Hi,
One more comment. Regarding the IB Mcast and its usage. The key advantage of IB 
Mcast (enabled with hpcx+hcoll when user utilizes MPI_Bcast collective call) is 
nearly constant scaling. So, it gives most advantage when many multiple nodes 
are used at the same time for a collective. By default, hcoll will use mcast 
based algorithm when the MPI communicator used to launch MPI_Bcast spans at 
least 8 nodes (does not matter how many ranks-per-node in this case). As far as 
I understood your case, you have a Neighbor-Exchange pattern, i.e. limited 
number of neighbors (usually 4 in 2D regular grid, or 6 in 3D) that you need to 
send the data to. If this is the case then your application most likely has 
many multiple small (5,7 ranks) communicators. IB mcast is unlikely to give a 
lot of advantage in this case (scale is small). Moreover, if you run multiple 
ranks per node then a lot of communication happens entirely innode where the 
data goes through shared memory w/o IB.

Finally, if you want to do RDMA, it is possible. You could do MPI_Put/get. 
Alternative is to use open_shmem which could be a good fit for that case (this 
is the standard that is designed for one-sided put/get semantics) but this will 
require some study if you are not familiar with it.
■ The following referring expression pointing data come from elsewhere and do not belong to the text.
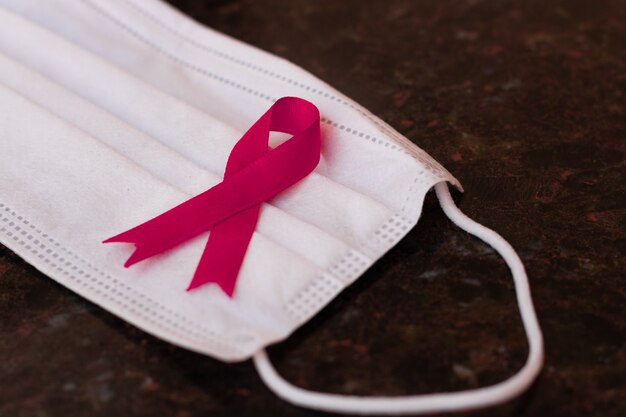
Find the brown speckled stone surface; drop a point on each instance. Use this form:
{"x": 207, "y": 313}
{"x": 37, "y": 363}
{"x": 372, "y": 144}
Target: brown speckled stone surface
{"x": 525, "y": 103}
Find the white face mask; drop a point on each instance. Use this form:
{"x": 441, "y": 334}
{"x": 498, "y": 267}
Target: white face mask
{"x": 113, "y": 111}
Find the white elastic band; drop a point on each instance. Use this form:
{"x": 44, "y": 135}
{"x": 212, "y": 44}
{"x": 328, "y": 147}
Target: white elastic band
{"x": 439, "y": 402}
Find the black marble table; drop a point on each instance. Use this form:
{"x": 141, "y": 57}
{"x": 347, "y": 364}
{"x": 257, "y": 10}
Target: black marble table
{"x": 525, "y": 103}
From: devel <devel-boun...@lists.open-mpi.org> On Behalf Of George Bosilca
Sent: Thursday, March 21, 2019 7:31 PM
To: Open MPI Developers <devel@lists.open-mpi.org>
Subject: Re: [OMPI devel] Memory performance with Bcast

Marcin,

I am not sure I understand your question, a bcast is a collective operation 
that must be posted by all participants. Independently at what level the bcast 
is serviced, if some of the participants have not posted their participation to 
the collective, only partial progress can be made.

  George.


On Thu, Mar 21, 2019 at 12:24 PM Joshua Ladd 
<jladd.m...@gmail.com<mailto:jladd.m...@gmail.com>> wrote:
Marcin,

HPC-X implements the MPI BCAST operation by leveraging hardware multicast 
capabilities. Starting with HPC-X v2.3 we introduced a new multicast based 
algorithm for large messages as well. Hardware multicast scales as O(1) modulo 
switch hops. It is the most efficient way to broadcast a message in an IB 
network.

Hope this helps.

Best,

Josh



On Thu, Mar 21, 2019 at 5:01 AM marcin.krotkiewski 
<marcin.krotkiew...@gmail.com<mailto:marcin.krotkiew...@gmail.com>> wrote:

Thanks, George! So, the function you mentioned is used when I turn off HCOLL 
and use OpenMPI's tuned coll instead. That helps a lot. Another thing that 
makes me think is that in my case the data is sent to the targets 
asynchronously, or rather - it is a 'put' operation in nature, and the targets 
don't know, when the data is ready. I guess the tree algorithms you mentioned 
require active participation of all nodes, otherwise the algorithm will not 
progress? Is it enough to call any MPI routine to assure progression, or do I 
have to call the matching Bcast?

Anyone from Mellanox here, who knows how HCOLL does this internally? Especially 
on the EDR architecture. Is there any hardware aid?

Thanks!

Marcin


On 3/20/19 5:10 PM, George Bosilca wrote:
If you have support for FCA then it might happen that the collective will use 
the hardware support. In any case, most of the bcast algorithms have a 
logarithmic behavior, so there will be at most O(log(P)) memory accesses on the 
root.

If you want to take a look at the code in OMPI to understand what function is 
called in your specific case head to ompi/mca/coll/tuned/ and search for the 
ompi_coll_tuned_bcast_intra_dec_fixed function in coll_tuned_decision_fixed.c.

  George.


On Wed, Mar 20, 2019 at 4:53 AM marcin.krotkiewski 
<marcin.krotkiew...@gmail.com<mailto:marcin.krotkiew...@gmail.com>> wrote:
Hi!

I'm wondering about the details of Bcast implementation in OpenMPI. I'm
specifically interested in IB interconnects, but information about other
architectures (and OpenMPI in general) would also be very useful.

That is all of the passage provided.